Тимур Кибиров - Генерал и его семья стр 10.

Шрифт
Фон

 Ну а вы что думали  неведому зверушку?

 Да ничего я не думал, и в голову не приходило!.. Внук. Родится, будет жить. Тьфу-тьфу-тьфу!


Как-то это все чудно́. Ничего не было  и внук. Или внучка. Надо же! А я, выходит, дед. «Санки сделал старый дед маленькому Ване, пес Буян пришел смотреть, как несутся санки!»  так Анечка в детском саду пела и все не могла и не хотела спеть «сани», и правильно, какие сани, дед санки ведь сделал.

Именно  дед. Дедушка Вася. Смешно. А Степка-то  дядя выходит! Дядя Степа-милиционер.


Ну что, мать? А? С тобой-то насколько было бы все яснее и проще. Как бы ты нам, Травушка, сейчас наладила бы все Так! Давай-ка без этого! Кончай уже! Все рожают, и мы родим. Вон и врач за стеной, если что


Тут Василий Иванович услышал шарканье и оглянулся.
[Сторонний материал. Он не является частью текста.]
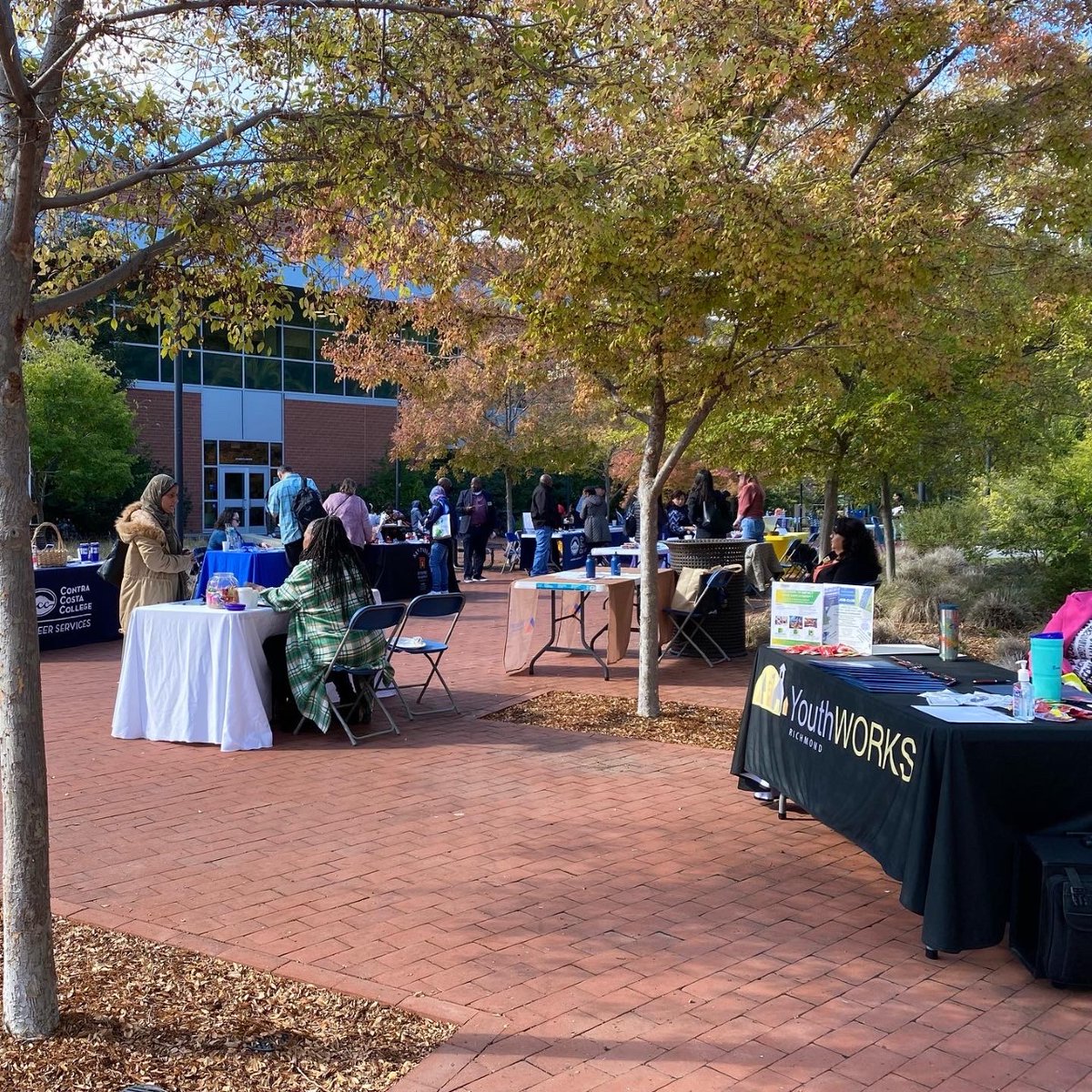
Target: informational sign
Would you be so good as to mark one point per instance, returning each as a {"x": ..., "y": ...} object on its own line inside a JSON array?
[
  {"x": 75, "y": 606},
  {"x": 823, "y": 614}
]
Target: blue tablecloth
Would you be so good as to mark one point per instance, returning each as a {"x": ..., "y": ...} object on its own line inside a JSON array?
[
  {"x": 75, "y": 606},
  {"x": 572, "y": 544},
  {"x": 266, "y": 567}
]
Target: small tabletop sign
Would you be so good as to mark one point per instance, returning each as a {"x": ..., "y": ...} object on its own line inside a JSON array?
[{"x": 823, "y": 614}]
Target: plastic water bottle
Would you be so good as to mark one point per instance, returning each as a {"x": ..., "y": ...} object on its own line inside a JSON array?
[{"x": 1024, "y": 698}]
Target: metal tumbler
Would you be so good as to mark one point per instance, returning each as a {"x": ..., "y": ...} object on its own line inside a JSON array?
[{"x": 949, "y": 631}]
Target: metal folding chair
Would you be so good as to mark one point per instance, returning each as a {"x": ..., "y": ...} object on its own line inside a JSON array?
[
  {"x": 691, "y": 622},
  {"x": 382, "y": 617},
  {"x": 449, "y": 605},
  {"x": 511, "y": 551}
]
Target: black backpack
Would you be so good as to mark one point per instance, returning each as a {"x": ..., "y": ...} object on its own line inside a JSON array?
[{"x": 307, "y": 506}]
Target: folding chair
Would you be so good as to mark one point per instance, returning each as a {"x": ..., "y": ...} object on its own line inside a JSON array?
[
  {"x": 800, "y": 561},
  {"x": 691, "y": 622},
  {"x": 449, "y": 605},
  {"x": 511, "y": 551},
  {"x": 379, "y": 617}
]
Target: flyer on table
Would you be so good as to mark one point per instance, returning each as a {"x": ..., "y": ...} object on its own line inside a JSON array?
[{"x": 823, "y": 614}]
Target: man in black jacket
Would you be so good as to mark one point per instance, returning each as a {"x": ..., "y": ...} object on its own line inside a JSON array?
[
  {"x": 478, "y": 518},
  {"x": 545, "y": 519}
]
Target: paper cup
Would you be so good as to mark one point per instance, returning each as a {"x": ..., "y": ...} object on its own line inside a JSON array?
[{"x": 1046, "y": 666}]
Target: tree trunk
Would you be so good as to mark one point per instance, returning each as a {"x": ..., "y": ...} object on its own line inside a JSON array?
[
  {"x": 829, "y": 511},
  {"x": 888, "y": 523},
  {"x": 648, "y": 672},
  {"x": 508, "y": 500},
  {"x": 30, "y": 978}
]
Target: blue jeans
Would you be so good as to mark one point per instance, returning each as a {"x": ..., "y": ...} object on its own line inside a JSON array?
[
  {"x": 544, "y": 539},
  {"x": 753, "y": 528},
  {"x": 438, "y": 566}
]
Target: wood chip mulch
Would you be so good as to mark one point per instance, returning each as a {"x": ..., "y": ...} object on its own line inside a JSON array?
[
  {"x": 136, "y": 1013},
  {"x": 678, "y": 723}
]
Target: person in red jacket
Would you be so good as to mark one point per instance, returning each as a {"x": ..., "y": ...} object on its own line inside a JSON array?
[{"x": 752, "y": 507}]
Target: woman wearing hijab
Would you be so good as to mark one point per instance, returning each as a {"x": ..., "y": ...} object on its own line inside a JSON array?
[
  {"x": 321, "y": 594},
  {"x": 157, "y": 565}
]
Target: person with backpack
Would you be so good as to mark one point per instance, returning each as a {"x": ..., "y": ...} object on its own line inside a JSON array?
[{"x": 295, "y": 501}]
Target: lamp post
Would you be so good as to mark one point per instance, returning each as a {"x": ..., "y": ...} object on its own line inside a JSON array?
[{"x": 179, "y": 511}]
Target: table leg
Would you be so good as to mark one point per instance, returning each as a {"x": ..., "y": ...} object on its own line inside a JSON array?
[{"x": 555, "y": 620}]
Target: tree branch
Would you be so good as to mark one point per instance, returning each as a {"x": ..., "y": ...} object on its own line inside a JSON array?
[
  {"x": 189, "y": 6},
  {"x": 136, "y": 262},
  {"x": 228, "y": 132},
  {"x": 891, "y": 116},
  {"x": 11, "y": 60}
]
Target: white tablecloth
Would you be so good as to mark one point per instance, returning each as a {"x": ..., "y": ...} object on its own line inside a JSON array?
[{"x": 190, "y": 674}]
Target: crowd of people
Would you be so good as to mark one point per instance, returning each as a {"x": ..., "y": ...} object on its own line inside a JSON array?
[{"x": 326, "y": 544}]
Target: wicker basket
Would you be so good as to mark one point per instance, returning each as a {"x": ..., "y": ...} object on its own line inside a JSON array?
[{"x": 52, "y": 557}]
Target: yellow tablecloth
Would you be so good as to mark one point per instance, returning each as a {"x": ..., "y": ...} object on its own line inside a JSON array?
[{"x": 780, "y": 543}]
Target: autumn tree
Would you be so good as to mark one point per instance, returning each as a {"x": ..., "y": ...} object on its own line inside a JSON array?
[
  {"x": 158, "y": 152},
  {"x": 765, "y": 186},
  {"x": 481, "y": 420},
  {"x": 81, "y": 425}
]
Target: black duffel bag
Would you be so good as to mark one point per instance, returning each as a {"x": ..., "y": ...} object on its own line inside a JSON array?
[
  {"x": 114, "y": 568},
  {"x": 1065, "y": 954}
]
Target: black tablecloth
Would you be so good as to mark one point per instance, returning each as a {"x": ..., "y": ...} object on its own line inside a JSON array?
[
  {"x": 75, "y": 605},
  {"x": 938, "y": 805},
  {"x": 399, "y": 571}
]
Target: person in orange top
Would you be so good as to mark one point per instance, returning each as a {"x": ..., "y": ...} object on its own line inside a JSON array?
[{"x": 752, "y": 507}]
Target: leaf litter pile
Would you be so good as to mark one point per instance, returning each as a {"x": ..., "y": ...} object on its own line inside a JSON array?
[
  {"x": 678, "y": 723},
  {"x": 137, "y": 1013}
]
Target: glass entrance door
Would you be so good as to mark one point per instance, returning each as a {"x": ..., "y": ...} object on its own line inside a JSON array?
[{"x": 244, "y": 489}]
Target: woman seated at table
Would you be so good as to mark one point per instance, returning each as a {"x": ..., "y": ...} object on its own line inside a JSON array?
[
  {"x": 852, "y": 558},
  {"x": 322, "y": 593},
  {"x": 157, "y": 566},
  {"x": 222, "y": 538}
]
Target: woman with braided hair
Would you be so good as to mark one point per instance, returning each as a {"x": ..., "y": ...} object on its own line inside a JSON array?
[{"x": 322, "y": 593}]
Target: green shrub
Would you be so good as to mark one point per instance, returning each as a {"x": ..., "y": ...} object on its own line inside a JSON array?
[{"x": 959, "y": 523}]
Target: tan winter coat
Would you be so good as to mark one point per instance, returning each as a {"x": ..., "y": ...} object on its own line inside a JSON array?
[{"x": 151, "y": 572}]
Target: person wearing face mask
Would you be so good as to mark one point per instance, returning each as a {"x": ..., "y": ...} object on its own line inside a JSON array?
[
  {"x": 852, "y": 558},
  {"x": 157, "y": 565}
]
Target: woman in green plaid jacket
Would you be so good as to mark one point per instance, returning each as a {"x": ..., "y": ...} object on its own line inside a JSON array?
[{"x": 322, "y": 592}]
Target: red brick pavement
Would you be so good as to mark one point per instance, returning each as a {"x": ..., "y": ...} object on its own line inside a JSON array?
[{"x": 593, "y": 913}]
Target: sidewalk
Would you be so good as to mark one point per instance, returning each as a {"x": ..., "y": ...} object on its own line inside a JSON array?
[{"x": 593, "y": 912}]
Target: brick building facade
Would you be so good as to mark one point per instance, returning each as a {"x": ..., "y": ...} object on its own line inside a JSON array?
[{"x": 245, "y": 414}]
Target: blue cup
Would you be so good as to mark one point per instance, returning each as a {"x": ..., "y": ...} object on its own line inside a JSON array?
[{"x": 1046, "y": 666}]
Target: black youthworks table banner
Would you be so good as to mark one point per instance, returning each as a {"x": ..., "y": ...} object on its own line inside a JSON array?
[
  {"x": 399, "y": 571},
  {"x": 75, "y": 606},
  {"x": 938, "y": 805}
]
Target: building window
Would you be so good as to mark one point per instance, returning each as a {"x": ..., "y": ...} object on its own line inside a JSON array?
[
  {"x": 326, "y": 382},
  {"x": 298, "y": 343},
  {"x": 299, "y": 376},
  {"x": 222, "y": 369},
  {"x": 263, "y": 372}
]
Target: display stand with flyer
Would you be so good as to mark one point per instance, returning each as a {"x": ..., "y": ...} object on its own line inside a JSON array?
[{"x": 823, "y": 615}]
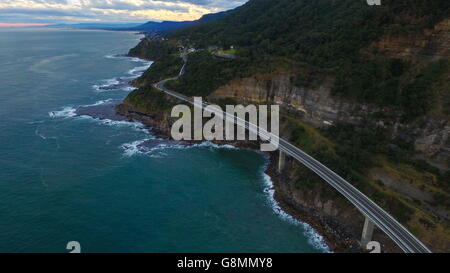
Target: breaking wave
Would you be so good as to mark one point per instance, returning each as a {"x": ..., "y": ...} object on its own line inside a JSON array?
[{"x": 314, "y": 238}]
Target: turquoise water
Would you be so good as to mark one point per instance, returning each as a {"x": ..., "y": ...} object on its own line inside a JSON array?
[{"x": 66, "y": 178}]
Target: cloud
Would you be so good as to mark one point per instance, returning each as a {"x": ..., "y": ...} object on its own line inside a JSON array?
[{"x": 59, "y": 11}]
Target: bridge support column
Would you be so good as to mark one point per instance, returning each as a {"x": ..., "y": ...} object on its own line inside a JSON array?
[
  {"x": 281, "y": 161},
  {"x": 367, "y": 232}
]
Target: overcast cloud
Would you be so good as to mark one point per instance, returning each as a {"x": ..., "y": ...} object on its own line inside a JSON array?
[{"x": 77, "y": 11}]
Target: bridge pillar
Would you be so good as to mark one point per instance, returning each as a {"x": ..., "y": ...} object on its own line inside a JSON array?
[
  {"x": 367, "y": 232},
  {"x": 281, "y": 161}
]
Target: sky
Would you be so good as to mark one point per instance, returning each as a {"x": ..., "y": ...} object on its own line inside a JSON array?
[{"x": 31, "y": 12}]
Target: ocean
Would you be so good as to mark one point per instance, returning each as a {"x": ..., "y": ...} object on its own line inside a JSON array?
[{"x": 66, "y": 176}]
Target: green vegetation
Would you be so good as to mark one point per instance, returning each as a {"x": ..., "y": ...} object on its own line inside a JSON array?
[
  {"x": 329, "y": 37},
  {"x": 322, "y": 33},
  {"x": 350, "y": 159},
  {"x": 153, "y": 49},
  {"x": 204, "y": 74},
  {"x": 150, "y": 100},
  {"x": 383, "y": 81},
  {"x": 165, "y": 67}
]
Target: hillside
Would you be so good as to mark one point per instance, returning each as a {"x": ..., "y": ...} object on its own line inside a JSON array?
[
  {"x": 364, "y": 89},
  {"x": 174, "y": 25}
]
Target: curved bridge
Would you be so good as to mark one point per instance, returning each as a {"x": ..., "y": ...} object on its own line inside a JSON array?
[{"x": 374, "y": 214}]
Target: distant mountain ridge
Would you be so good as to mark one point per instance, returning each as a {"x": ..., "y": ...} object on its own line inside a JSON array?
[{"x": 172, "y": 25}]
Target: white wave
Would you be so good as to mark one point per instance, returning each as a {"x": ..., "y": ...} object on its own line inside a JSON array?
[
  {"x": 314, "y": 238},
  {"x": 37, "y": 133},
  {"x": 142, "y": 149},
  {"x": 129, "y": 88},
  {"x": 137, "y": 71},
  {"x": 66, "y": 112},
  {"x": 138, "y": 126},
  {"x": 109, "y": 83}
]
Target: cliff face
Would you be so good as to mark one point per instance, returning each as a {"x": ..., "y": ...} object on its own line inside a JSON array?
[
  {"x": 431, "y": 44},
  {"x": 318, "y": 107}
]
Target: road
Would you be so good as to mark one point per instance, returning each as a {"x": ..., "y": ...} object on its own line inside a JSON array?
[{"x": 397, "y": 232}]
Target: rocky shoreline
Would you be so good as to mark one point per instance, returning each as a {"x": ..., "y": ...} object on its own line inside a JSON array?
[{"x": 336, "y": 239}]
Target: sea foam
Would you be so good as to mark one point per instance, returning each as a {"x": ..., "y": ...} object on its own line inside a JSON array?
[{"x": 314, "y": 238}]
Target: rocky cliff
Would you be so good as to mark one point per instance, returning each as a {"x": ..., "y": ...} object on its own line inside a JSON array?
[{"x": 318, "y": 107}]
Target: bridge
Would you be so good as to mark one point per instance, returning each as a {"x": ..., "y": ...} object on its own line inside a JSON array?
[{"x": 374, "y": 214}]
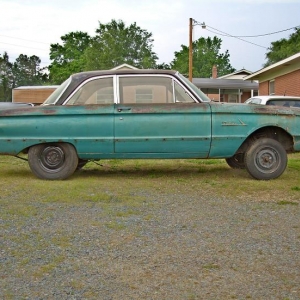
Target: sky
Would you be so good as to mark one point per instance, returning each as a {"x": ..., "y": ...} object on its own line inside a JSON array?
[{"x": 31, "y": 26}]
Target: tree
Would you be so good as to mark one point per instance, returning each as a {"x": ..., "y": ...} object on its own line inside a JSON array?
[
  {"x": 115, "y": 44},
  {"x": 6, "y": 78},
  {"x": 27, "y": 71},
  {"x": 206, "y": 54},
  {"x": 68, "y": 58},
  {"x": 283, "y": 48}
]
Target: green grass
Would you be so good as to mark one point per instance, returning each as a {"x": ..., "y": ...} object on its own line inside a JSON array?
[{"x": 116, "y": 182}]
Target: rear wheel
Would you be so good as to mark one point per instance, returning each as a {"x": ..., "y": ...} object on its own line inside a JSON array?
[
  {"x": 265, "y": 159},
  {"x": 53, "y": 161}
]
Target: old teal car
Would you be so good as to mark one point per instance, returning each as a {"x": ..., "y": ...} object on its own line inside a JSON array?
[{"x": 146, "y": 114}]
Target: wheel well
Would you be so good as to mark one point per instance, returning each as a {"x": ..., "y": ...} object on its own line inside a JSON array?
[{"x": 275, "y": 133}]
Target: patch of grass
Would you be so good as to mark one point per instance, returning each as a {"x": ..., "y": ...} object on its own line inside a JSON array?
[
  {"x": 296, "y": 188},
  {"x": 211, "y": 266},
  {"x": 284, "y": 202}
]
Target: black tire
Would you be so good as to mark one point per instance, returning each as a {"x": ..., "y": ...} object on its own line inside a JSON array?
[
  {"x": 53, "y": 161},
  {"x": 265, "y": 159},
  {"x": 236, "y": 161}
]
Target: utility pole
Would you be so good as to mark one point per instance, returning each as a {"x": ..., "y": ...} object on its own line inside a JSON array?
[{"x": 191, "y": 50}]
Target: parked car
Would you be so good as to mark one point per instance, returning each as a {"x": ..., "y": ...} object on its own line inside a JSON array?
[
  {"x": 288, "y": 101},
  {"x": 125, "y": 114}
]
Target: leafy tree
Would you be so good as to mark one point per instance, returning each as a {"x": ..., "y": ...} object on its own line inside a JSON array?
[
  {"x": 68, "y": 58},
  {"x": 283, "y": 48},
  {"x": 27, "y": 71},
  {"x": 115, "y": 44},
  {"x": 6, "y": 78},
  {"x": 206, "y": 53}
]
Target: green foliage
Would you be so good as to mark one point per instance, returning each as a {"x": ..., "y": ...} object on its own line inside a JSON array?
[
  {"x": 283, "y": 48},
  {"x": 24, "y": 71},
  {"x": 116, "y": 44},
  {"x": 6, "y": 78},
  {"x": 206, "y": 53},
  {"x": 68, "y": 58}
]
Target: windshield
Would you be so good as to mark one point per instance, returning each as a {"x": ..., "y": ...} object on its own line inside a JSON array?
[
  {"x": 199, "y": 93},
  {"x": 56, "y": 94}
]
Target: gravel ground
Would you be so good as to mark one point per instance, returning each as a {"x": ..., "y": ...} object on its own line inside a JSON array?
[{"x": 170, "y": 246}]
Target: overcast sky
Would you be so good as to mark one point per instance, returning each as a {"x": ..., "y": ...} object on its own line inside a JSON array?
[{"x": 30, "y": 26}]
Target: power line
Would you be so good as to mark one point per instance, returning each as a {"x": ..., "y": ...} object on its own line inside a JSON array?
[
  {"x": 249, "y": 36},
  {"x": 238, "y": 39},
  {"x": 23, "y": 46},
  {"x": 11, "y": 37}
]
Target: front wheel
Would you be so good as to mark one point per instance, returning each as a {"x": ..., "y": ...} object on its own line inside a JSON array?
[
  {"x": 53, "y": 161},
  {"x": 265, "y": 159}
]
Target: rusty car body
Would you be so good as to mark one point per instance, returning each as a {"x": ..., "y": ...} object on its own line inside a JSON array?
[{"x": 125, "y": 114}]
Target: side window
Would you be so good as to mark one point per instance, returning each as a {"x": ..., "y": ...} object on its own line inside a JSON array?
[
  {"x": 95, "y": 91},
  {"x": 145, "y": 89},
  {"x": 181, "y": 95},
  {"x": 272, "y": 87}
]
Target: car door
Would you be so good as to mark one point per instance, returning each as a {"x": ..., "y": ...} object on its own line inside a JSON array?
[
  {"x": 156, "y": 117},
  {"x": 94, "y": 125}
]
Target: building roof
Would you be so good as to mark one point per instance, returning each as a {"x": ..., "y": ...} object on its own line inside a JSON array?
[
  {"x": 240, "y": 73},
  {"x": 229, "y": 84},
  {"x": 284, "y": 66}
]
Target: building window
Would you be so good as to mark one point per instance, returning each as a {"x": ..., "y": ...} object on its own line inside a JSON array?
[
  {"x": 143, "y": 95},
  {"x": 272, "y": 87},
  {"x": 232, "y": 98}
]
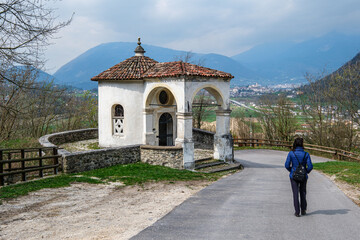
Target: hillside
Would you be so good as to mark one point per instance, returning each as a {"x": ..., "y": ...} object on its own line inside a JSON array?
[
  {"x": 345, "y": 77},
  {"x": 287, "y": 62},
  {"x": 79, "y": 71}
]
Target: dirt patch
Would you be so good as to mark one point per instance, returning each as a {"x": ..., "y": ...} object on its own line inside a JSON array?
[
  {"x": 351, "y": 191},
  {"x": 86, "y": 211}
]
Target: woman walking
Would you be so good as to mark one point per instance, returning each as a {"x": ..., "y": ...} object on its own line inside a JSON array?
[{"x": 295, "y": 157}]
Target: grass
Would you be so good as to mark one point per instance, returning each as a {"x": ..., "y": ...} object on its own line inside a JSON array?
[
  {"x": 16, "y": 190},
  {"x": 344, "y": 171},
  {"x": 129, "y": 174},
  {"x": 20, "y": 143},
  {"x": 263, "y": 147},
  {"x": 94, "y": 146}
]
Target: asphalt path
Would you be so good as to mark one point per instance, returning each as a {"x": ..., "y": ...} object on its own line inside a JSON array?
[{"x": 256, "y": 203}]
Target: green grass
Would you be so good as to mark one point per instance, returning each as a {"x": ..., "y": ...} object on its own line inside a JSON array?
[
  {"x": 94, "y": 146},
  {"x": 139, "y": 173},
  {"x": 263, "y": 147},
  {"x": 16, "y": 190},
  {"x": 129, "y": 174},
  {"x": 20, "y": 143},
  {"x": 345, "y": 171}
]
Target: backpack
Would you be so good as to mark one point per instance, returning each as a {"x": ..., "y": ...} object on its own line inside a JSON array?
[{"x": 299, "y": 175}]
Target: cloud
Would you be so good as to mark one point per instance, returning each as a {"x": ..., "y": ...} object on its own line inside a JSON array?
[{"x": 220, "y": 26}]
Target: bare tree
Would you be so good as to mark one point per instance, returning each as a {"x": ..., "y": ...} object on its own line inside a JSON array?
[
  {"x": 26, "y": 26},
  {"x": 331, "y": 106}
]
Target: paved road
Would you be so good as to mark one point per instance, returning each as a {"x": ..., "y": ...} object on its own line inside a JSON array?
[{"x": 256, "y": 203}]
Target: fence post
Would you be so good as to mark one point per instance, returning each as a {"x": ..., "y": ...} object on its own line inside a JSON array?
[
  {"x": 23, "y": 175},
  {"x": 9, "y": 164},
  {"x": 1, "y": 170},
  {"x": 56, "y": 160},
  {"x": 40, "y": 163}
]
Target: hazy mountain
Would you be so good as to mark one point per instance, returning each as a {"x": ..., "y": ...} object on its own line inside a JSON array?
[
  {"x": 36, "y": 74},
  {"x": 79, "y": 71},
  {"x": 288, "y": 62},
  {"x": 331, "y": 80}
]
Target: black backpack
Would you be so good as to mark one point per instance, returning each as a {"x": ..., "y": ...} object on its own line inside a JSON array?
[{"x": 299, "y": 175}]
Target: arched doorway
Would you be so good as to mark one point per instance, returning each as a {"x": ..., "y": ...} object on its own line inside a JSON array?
[{"x": 166, "y": 130}]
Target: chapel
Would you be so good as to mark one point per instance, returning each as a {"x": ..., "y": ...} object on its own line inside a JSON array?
[{"x": 142, "y": 101}]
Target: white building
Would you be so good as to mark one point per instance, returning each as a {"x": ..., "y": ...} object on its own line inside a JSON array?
[{"x": 142, "y": 101}]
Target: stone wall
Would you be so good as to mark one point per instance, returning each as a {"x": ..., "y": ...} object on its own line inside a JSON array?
[
  {"x": 170, "y": 156},
  {"x": 89, "y": 160},
  {"x": 203, "y": 139},
  {"x": 68, "y": 137}
]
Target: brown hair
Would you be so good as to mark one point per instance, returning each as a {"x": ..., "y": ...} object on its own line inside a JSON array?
[{"x": 298, "y": 142}]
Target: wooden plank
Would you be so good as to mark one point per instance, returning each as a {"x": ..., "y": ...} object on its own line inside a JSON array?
[
  {"x": 41, "y": 174},
  {"x": 23, "y": 175},
  {"x": 30, "y": 170},
  {"x": 26, "y": 149},
  {"x": 1, "y": 170},
  {"x": 29, "y": 159},
  {"x": 56, "y": 160}
]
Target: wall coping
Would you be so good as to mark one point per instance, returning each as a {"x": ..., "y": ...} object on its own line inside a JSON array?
[
  {"x": 98, "y": 150},
  {"x": 204, "y": 131},
  {"x": 160, "y": 147}
]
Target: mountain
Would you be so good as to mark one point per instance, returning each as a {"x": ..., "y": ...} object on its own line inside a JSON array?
[
  {"x": 36, "y": 74},
  {"x": 80, "y": 70},
  {"x": 344, "y": 79},
  {"x": 288, "y": 62}
]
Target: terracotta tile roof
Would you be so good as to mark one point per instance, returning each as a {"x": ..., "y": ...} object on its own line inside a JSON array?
[
  {"x": 173, "y": 69},
  {"x": 140, "y": 67},
  {"x": 131, "y": 68}
]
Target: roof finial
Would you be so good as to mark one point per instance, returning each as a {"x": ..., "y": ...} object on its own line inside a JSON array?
[{"x": 139, "y": 51}]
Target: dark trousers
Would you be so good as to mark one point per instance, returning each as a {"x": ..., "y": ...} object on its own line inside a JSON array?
[{"x": 299, "y": 188}]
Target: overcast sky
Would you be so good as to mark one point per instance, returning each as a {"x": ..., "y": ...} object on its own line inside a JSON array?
[{"x": 225, "y": 27}]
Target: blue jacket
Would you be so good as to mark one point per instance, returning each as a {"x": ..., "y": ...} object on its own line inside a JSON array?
[{"x": 291, "y": 162}]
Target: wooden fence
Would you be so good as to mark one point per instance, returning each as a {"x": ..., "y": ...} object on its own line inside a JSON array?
[
  {"x": 24, "y": 162},
  {"x": 335, "y": 152}
]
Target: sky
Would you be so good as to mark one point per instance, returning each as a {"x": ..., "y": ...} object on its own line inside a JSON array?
[{"x": 226, "y": 27}]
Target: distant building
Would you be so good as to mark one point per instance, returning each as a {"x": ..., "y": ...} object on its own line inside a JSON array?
[{"x": 142, "y": 101}]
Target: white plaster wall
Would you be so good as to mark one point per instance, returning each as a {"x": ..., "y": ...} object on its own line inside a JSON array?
[{"x": 130, "y": 96}]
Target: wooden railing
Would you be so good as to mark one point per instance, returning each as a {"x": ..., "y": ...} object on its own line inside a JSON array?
[
  {"x": 335, "y": 152},
  {"x": 26, "y": 161}
]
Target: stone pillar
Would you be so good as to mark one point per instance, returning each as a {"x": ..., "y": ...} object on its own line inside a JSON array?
[
  {"x": 150, "y": 136},
  {"x": 223, "y": 143},
  {"x": 184, "y": 138}
]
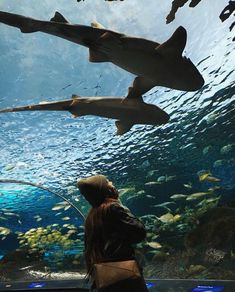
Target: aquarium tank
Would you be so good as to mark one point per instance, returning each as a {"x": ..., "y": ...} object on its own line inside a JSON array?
[{"x": 178, "y": 177}]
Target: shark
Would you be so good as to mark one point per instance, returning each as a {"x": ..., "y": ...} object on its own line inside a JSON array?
[
  {"x": 152, "y": 63},
  {"x": 127, "y": 112}
]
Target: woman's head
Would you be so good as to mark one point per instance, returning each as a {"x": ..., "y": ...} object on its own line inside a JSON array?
[{"x": 96, "y": 189}]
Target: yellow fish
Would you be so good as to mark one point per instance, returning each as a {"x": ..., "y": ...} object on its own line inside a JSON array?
[
  {"x": 208, "y": 177},
  {"x": 154, "y": 244},
  {"x": 196, "y": 196},
  {"x": 169, "y": 218}
]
Он ведь так и стоял, уставившись в дверь. Аня в мамином халате тяжело и медленно шла на кухню, относила тарелки и чашки. Генерал смотрел на ее нечесаный затылок, на тонкие бледненькие лодыжки и чувствовал разом весь, так сказать, спектр человеческих чувств  от нежности и жалости до негодования и насмешки.


Брякнула посуда в раковине.

«Ну помыть-то за собой мы, конечно, нет, ниже нашего достоинства!  пытался рассердиться дедушка Василий.  О, выплывают расписные!»

Анечка и вправду выплыла в коридор и шла к генералу.


Он молча стоял и ждал  в страхе и трепете.


Анечка подняла глаза, и взгляды их встретились, отцовский  умоляющий и вопиющий, и дочкин  перепуганный, но бессмысленно и нарочно надменный.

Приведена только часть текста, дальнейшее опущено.